Modano is joined by former Red Wings goaltender Dominik Hasek, former Red Wings foe Peter Forsberg, and standout defenseman Rob Blake as the Hockey Hall of Fame Class of 2014 in the player category. Four players, four different native countries, and four names the hockey world won’t soon forget.
“Like all the other guys said, it’s just, what an amazing phone call to get,” Modano said. “Just speechless, loss for words at what this has really meant to me and to all of us, to get a call like this and to be recognized by some great individuals that are involved with the game of hockey. I certainly want to thank the Hall of Fame, the Hall of Fame committee, the fans of Dallas and the fans of Minnesota, Prince Albert (where he played junior hockey), it’s just been an amazing run, and certainly this caps off just a tremendous time I had playing the game.
“I’ve been lucky and fortunate enough to be involved in the game for a long time, and be around some great people and individuals that helped along the way. Without their help and their loyalty, I certainly wouldn’t be here talking to you.”
Modano was one of the first American-born players to venture north of the border to compete in the Western Hockey League for his junior years. It was a decision he reflected on today during the teleconference call for the HHOF announcement – one he said he doesn’t regret for a minute.
“It allowed me to have a growth of the love of the game while I was up there playing, and certainly one of the tougher leagues in Canada,” Modano said. “I think it was a great league, great preparation for the next step to the NHL. I don’t regret a minute of that decision I made to go up there. It was certainly a big part of my life at that time.”
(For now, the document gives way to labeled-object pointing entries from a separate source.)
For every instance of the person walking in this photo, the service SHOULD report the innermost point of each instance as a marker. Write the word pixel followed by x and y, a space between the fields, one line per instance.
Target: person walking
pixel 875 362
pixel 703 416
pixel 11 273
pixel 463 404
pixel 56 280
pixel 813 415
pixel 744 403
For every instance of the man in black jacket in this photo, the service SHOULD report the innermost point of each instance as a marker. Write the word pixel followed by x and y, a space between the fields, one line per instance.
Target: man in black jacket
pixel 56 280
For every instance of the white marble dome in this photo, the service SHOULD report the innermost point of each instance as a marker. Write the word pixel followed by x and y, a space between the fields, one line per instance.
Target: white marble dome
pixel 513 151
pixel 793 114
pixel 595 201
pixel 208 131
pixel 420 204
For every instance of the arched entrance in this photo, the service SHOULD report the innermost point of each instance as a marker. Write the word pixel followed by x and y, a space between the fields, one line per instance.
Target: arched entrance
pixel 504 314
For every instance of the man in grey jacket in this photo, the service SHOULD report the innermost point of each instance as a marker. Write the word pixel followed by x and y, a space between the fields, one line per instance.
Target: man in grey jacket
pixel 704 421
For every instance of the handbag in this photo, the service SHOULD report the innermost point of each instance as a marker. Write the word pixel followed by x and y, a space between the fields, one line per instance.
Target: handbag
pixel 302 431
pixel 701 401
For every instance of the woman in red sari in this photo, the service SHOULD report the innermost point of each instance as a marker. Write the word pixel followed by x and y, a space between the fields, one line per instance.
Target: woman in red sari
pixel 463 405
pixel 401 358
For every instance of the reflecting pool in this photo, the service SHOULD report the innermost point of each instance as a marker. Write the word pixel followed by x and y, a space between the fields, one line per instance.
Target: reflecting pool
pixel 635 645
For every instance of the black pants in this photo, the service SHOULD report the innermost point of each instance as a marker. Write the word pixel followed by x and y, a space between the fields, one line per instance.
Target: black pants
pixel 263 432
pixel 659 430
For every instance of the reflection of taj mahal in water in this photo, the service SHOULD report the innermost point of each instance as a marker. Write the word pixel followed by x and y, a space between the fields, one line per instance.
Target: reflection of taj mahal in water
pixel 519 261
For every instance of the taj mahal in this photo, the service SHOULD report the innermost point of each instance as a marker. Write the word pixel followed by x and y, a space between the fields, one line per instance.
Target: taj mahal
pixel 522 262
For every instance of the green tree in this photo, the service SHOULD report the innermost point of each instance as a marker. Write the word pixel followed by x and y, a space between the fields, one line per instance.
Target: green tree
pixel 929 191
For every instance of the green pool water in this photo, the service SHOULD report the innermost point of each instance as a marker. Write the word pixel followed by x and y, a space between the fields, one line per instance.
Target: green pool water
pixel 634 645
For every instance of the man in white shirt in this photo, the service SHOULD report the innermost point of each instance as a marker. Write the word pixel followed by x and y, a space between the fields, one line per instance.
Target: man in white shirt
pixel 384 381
And while the next two decades saw him become an iconic hockey name away from home, his career ended in Detroit – another decision the longtime Dallas Star doesn’t regret, either.
“I was just grateful for the opportunity to come back home and play in front of family and friends and play for a team that I grew up watching for lots of years,” Modano said. “That experience was nonetheless very memorable. Having the opportunity to be around Kenny Holland and Mike Babcock all year and the great Ilitch family, it was just a good experience for me. It was an opportunity for a new chapter, to go home and play, but one that I don’t regret doing.
“It was a lot of fun, I got to play obviously with some great players, some world-class talent there in Detroit. Unfortunately it was cut short by the tendons in my wrist getting cut, but I would have loved to have another crack at another year or two there if I had stayed healthy. Nonetheless, another great stepping stone, a great chapter, that’s very memorable.”
Modano will officially enter the Hockey Hall of Fame during their induction weekend, which takes place from Friday, Nov. 14 through Monday, Nov. 17.